The rise of China as the superpower of the 21st Century is a distinct possibility. Accommodating China as a rising power--economically, militarily and politically--will be a principal challenge to the international community and American foreign policy in the years to come. However, given the myriad developments that the market has spawned, as described in these two books, the China juggernaut could just as easily come off the rails. It is not unfathomable that China could fragment like the former Soviet Union with various minority regions seeking their independence, or that China could convulse again in civil conflict. What is clear is that the current state of affairs is tenuous, and that the rush of foreign investment is pouring into a very volatile country.

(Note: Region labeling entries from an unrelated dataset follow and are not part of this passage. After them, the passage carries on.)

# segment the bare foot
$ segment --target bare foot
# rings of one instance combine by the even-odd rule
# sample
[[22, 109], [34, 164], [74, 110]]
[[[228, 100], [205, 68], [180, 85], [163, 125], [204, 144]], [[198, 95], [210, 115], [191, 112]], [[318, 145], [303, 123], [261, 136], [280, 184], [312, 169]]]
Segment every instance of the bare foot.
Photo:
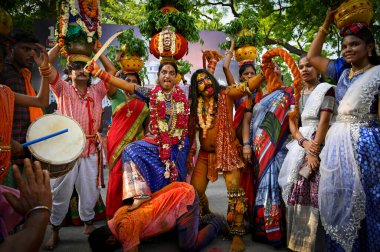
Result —
[[86, 223], [84, 224], [84, 229], [83, 229], [83, 234], [89, 235], [94, 231], [96, 227], [94, 225], [87, 225]]
[[138, 208], [142, 203], [149, 201], [151, 198], [152, 198], [152, 197], [150, 197], [150, 196], [143, 197], [143, 198], [138, 198], [138, 197], [134, 198], [134, 199], [133, 199], [133, 204], [132, 204], [132, 206], [130, 206], [130, 207], [128, 208], [128, 211], [133, 211], [133, 210], [135, 210], [135, 209]]
[[242, 252], [245, 250], [245, 245], [243, 241], [243, 237], [239, 235], [235, 235], [232, 239], [232, 244], [229, 252]]
[[59, 242], [59, 231], [58, 230], [52, 230], [52, 233], [47, 240], [47, 242], [44, 245], [44, 249], [46, 250], [54, 250]]

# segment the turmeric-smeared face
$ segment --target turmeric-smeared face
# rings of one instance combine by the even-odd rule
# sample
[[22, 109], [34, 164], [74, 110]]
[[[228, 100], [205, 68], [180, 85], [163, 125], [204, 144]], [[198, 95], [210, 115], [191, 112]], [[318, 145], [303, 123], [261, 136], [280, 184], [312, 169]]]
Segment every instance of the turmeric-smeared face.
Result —
[[199, 73], [197, 75], [198, 91], [202, 96], [214, 95], [214, 84], [211, 78], [205, 73]]

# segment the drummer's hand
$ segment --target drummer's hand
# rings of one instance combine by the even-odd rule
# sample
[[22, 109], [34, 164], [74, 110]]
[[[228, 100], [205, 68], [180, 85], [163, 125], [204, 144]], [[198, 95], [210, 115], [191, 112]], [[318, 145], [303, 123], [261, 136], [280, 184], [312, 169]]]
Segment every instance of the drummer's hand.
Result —
[[37, 66], [42, 67], [42, 68], [48, 67], [49, 66], [49, 56], [48, 56], [48, 53], [46, 52], [46, 48], [39, 43], [35, 43], [34, 45], [39, 50], [39, 55], [37, 55], [36, 51], [32, 52], [33, 59], [36, 62]]
[[91, 60], [90, 62], [87, 63], [86, 67], [84, 68], [84, 71], [87, 73], [91, 73], [92, 75], [95, 76], [95, 74], [98, 72], [99, 69], [100, 69], [99, 65], [94, 60]]
[[23, 155], [24, 154], [24, 147], [17, 142], [16, 140], [12, 139], [11, 143], [11, 150], [12, 150], [12, 155]]
[[243, 146], [243, 158], [246, 162], [250, 163], [252, 157], [252, 149], [250, 145]]
[[25, 215], [36, 206], [46, 206], [51, 209], [50, 176], [47, 170], [41, 169], [40, 162], [35, 161], [32, 168], [30, 159], [24, 160], [26, 180], [21, 176], [17, 165], [13, 165], [12, 169], [16, 185], [20, 190], [20, 198], [12, 193], [4, 193], [9, 204], [21, 215]]

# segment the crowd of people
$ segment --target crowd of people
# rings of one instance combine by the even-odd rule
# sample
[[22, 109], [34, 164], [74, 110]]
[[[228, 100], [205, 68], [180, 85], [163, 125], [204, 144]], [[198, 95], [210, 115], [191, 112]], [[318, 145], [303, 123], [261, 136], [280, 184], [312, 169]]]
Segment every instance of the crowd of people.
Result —
[[[362, 23], [341, 29], [341, 58], [322, 56], [333, 14], [328, 12], [297, 62], [299, 99], [274, 63], [267, 67], [275, 88], [265, 90], [266, 75], [253, 61], [239, 66], [237, 84], [230, 71], [233, 39], [223, 65], [228, 85], [220, 85], [215, 66], [204, 63], [192, 74], [187, 97], [176, 81], [177, 65], [167, 59], [153, 89], [141, 85], [138, 73], [117, 71], [104, 55], [104, 69], [85, 55], [69, 55], [63, 79], [52, 65], [59, 44], [47, 52], [30, 33], [2, 36], [0, 250], [37, 251], [48, 222], [44, 247], [55, 249], [75, 188], [93, 251], [138, 251], [143, 239], [170, 230], [180, 250], [199, 251], [226, 228], [230, 251], [244, 251], [247, 231], [255, 241], [292, 251], [377, 251], [380, 59]], [[38, 94], [31, 85], [33, 64], [41, 75]], [[49, 90], [57, 113], [77, 121], [86, 139], [72, 169], [51, 179], [21, 145], [30, 124], [43, 115]], [[107, 224], [96, 228], [104, 97], [112, 104]], [[225, 217], [210, 211], [205, 194], [208, 182], [221, 176]], [[22, 227], [11, 234], [17, 225]]]

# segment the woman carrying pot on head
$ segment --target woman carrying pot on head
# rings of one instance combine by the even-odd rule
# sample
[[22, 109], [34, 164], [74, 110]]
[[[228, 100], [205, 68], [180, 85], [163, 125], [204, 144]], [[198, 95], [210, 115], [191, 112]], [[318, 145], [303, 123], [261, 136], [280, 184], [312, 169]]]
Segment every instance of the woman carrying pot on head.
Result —
[[303, 88], [299, 112], [301, 125], [290, 120], [293, 136], [286, 147], [278, 183], [286, 205], [287, 246], [293, 251], [313, 251], [317, 242], [320, 146], [324, 142], [335, 105], [332, 85], [319, 83], [319, 73], [307, 60], [298, 61]]
[[[121, 70], [116, 76], [127, 83], [141, 86], [141, 79], [137, 72]], [[110, 174], [106, 197], [106, 215], [107, 219], [111, 219], [117, 209], [123, 205], [121, 154], [129, 143], [144, 136], [149, 108], [136, 95], [123, 92], [115, 86], [110, 86], [107, 96], [112, 106], [112, 124], [107, 135], [107, 161]]]
[[[310, 63], [338, 81], [338, 116], [320, 154], [319, 209], [330, 251], [376, 251], [380, 247], [380, 66], [366, 24], [340, 30], [342, 60], [321, 56], [329, 11], [308, 52]], [[350, 68], [344, 69], [348, 63]]]

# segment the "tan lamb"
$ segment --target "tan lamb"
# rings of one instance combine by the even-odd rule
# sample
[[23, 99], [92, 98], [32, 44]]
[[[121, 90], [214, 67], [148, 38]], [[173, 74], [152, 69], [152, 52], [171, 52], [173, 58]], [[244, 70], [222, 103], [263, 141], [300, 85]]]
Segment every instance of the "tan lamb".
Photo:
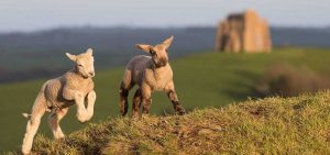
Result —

No nation of such size has undergone rapid and wrenching change of such magnitude in such a short period as has China over the past 15 years. Whether China grows strong and powerful or erupts in conflict, it will have a destabilizing effect on Asia and the United States.

Prediction of China’s future has always been hazardous, and as Kristof and WuDunn remind us “China-watching is an exercise in humiliation,” but the trajectory of change is clearly and elegantly described in these two compelling books.